Zum zweiten Mal war Reinhard Bauer und ich bei der EuroPLOP (European Conference on Pattern Languages of Programs). Und wieder war es jene Veranstaltung, wo ich nicht nur am meisten gelernt habe sondern mich am wohlsten gefühlt habe. Mit einem Wort: es war wieder DAS Konferenz-Highlight des Jahres!

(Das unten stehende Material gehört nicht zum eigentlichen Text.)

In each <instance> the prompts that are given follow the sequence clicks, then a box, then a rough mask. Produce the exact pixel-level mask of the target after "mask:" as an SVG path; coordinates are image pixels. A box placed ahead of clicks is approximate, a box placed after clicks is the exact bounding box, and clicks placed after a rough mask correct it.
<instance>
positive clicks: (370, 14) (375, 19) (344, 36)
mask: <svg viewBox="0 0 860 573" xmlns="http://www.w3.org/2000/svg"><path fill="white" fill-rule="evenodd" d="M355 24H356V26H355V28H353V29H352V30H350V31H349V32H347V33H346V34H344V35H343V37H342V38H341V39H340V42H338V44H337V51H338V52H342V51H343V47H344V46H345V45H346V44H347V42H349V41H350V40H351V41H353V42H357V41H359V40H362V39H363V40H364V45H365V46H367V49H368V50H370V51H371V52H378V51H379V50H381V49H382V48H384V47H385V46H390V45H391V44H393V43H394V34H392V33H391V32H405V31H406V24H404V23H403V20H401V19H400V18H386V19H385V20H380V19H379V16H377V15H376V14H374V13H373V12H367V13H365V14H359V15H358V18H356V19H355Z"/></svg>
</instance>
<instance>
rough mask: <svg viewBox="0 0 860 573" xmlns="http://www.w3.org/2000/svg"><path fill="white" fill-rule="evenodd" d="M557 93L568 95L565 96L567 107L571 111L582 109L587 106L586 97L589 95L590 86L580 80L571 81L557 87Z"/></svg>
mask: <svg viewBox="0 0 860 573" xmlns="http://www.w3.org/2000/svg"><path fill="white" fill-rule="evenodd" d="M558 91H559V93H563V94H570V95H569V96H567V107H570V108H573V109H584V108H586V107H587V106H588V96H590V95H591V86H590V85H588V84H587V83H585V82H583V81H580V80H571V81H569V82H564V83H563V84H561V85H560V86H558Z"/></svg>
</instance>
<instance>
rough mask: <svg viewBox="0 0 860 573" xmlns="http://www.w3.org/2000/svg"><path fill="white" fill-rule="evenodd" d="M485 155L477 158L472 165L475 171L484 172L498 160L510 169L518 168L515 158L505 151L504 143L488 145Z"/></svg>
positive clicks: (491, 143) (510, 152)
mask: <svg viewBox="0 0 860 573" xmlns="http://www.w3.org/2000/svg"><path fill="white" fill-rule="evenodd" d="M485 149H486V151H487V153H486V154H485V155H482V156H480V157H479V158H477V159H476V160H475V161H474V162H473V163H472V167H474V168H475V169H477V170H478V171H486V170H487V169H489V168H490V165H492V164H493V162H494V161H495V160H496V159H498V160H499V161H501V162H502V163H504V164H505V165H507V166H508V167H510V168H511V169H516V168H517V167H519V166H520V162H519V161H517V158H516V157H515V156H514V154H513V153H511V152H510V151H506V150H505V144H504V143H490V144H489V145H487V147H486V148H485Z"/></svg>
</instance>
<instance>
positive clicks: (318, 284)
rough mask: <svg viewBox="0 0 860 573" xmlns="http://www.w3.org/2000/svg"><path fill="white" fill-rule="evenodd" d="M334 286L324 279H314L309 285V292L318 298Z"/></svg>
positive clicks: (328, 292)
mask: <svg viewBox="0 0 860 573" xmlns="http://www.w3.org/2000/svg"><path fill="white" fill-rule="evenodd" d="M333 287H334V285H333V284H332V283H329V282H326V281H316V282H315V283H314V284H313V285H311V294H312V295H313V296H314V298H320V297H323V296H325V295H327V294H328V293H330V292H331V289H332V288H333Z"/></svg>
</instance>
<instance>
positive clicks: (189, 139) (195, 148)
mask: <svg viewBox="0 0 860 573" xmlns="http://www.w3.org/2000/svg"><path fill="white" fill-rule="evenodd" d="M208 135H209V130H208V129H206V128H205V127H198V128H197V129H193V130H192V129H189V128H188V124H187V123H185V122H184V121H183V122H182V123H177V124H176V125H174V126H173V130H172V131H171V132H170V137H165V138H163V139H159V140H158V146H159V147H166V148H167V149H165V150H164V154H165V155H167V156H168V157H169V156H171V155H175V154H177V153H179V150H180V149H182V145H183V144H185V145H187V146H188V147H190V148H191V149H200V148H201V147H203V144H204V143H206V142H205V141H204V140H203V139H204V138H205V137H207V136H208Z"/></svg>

Um zu verstehen, warum ich von der EuroPLoP so begeistert bin, lesen Sie bitte meinen Blogbeitrag vom letzten Jahr (Werkstatt der Schreiberlinge). Die dort gemachten Beobachtungen kann ich nun durch weitere Details - die mir voriges Jahr als kompletter Neuling durch die Fülle der Eindrücke entgangen sind - anreichern:
Drei weitere Elemente zum "Netzwerken"
- Es wird täglich eine "Zeitung" mit den Namen "Kloster Hearsay" (Anspielung auf das Kloster Irsee, in dem die Konferenz stattfindet) herausgegeben. Darin finden sich unter normalen Informationen auch Berichte über verschiedene Vorfälle oder Zitate, die - in einem witzigen aufgeregten Reporterstil geschrieben -für Schmunzeln sorgen. Die Zeitung liegt nach dem "Daily Summary" auf und wird gemeinsam mit lauten Kommentaren gelesen. Ein weiteres Element zum Netzwerken (vgl. den Bericht vom vorigen Jahr: Ziel ist "networking, not delivering a paper". "Patten writers are here to get feedback from their peers".)
- Im vorigen Jahr hatte ich beim Konferenzdinner das kollektive Umsetzen (Wechsel des Sitzplatzes) nach jedem Gang noch etwas nervig und unnötig empfunden. Diesmal habe ich es als eine großartige Idee empfunden zu verhindern, dass an einem ganzen Tag nur mit dem Tischnachbar links oder rechts geredet werden kann. Ich habe das Umsetzen daher ganz bewusst genutzt um mit Leuten ins Gespräch zu kommen.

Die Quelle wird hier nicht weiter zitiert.